地球温暖化が近い将来において影響を及ぼすというのではなくて、今現在干ばつや洪水と言う形で猛威を振るい、6000万人もの人々を危機にさらし、数百万人の人々の命を奪っているという現実をアフガニスタンの問題は明るみに出した。帝国主義の経済活動の犠牲が、最も貧しい国に集中的に現れたということである。
地球温暖化との関係では「京都議定書」が注目されるが、干ばつとの関係で重要なのは94年に締結された「砂漠化対処条約」である。これは「気候変動による砂漠化」を定義し、対処すべき事を定めている。しかし、2000年5月現在、締約国は165カ国に上るが、主要国では米は敵対し、いまだに参加していない。この点でもアメリカは環境破壊の元凶である。アメリカはアフガニスタンの干ばつに対して「無関係」を装うことはできないはずである。
「深刻な干ばつ又は砂漠化に直面する国(特にアフリカの国)において砂漠化に対処するための国際連合条約」(United Nations Convention to Combat Desertification in Those Countries Experiencing Serious Drought and/or Desertification,Particularly in Africa)は、深刻な干ばつ又は砂漠化に直面する国(特にアフリカの国)が砂漠化に対処するために国家行動計画を作成し及び実施すること、また、そのような取組を先進締約国、国際機関等が支援すること等について規定した条約で、1994年に締結された。
IPCCは1992年、「気候変動が農業に対して及ぼす最大の危険性は、干ばつであることが再確認されている」とし、その破壊的な影響を公式に認めた。1987年と88年の干ばつのため米国とインドの収穫量が減少し、1990年初頭、世界の穀物準備量はわずか60日分に落ち込んだ。また、アフリカ南部に広がり続ける干ばつは、93年、「記憶に残る最悪の干ばつ」と宣言され、同年、ブラジルでは4年越しの干ばつのなかで、何百人もの飢えた農民が食料品店を襲撃。オーストラリア北東部では今世紀最悪の干ばつが報告された。このような流れの中で、「条約」は締結された。

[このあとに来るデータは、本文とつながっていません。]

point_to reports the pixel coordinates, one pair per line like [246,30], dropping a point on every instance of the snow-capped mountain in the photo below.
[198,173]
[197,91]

UNCODは、すでに1977年、国連砂漠化防止会議で砂漠化の定義について、「人間活動を主要因とする、乾燥、半乾燥、半湿潤地域における土地の生産力の減退ないし破壊」としたが、UNCCDは1994年のこの「砂漠化対処条約」で、「乾燥、半乾燥、乾燥半湿潤地域における様々な要素(気候変動および人間の活動を含む)に起因する土地荒廃」と改めた。UNCCDは人間活動に並んで、気候変動を原因に加え、またUNCCDでは「土地荒廃」と明白に定義をあたえた。原因を過遊牧や農地の過酷な使用という主として現地農民の活動から、地球温暖化をはじめとする気候変動としたのである。
■ 全ての責任はアメリカと帝国主義にある。
干ばつは自然災害で仕方がないが、制裁はよくないとか、武力行使はよくないが、国連による政権のすげ替えは仕方がないとか、制裁はいいが空爆はいけないと言うようなことは絶対に言えない。アフガニスタンの惨状の責任は全て基本的にアメリカと帝国主義が負わなければならない。イギリスも日本も同罪である。
−−以下の全ての点でアメリカと帝国主義の責任を追及する必要がある。
@米の武力攻撃によって、アフガニスタン人民に多大な犠牲が出る。
A武力攻撃と「内戦」の結合。人的被害だけではない。これ自身が国と経済を破壊する。
Bすでに戦争準備と数日間の空爆で、大規模な飢餓、餓死が予測されている。
Cここ数年、そしてここ半年の国連の経済制裁で干ばつの危機を加速した。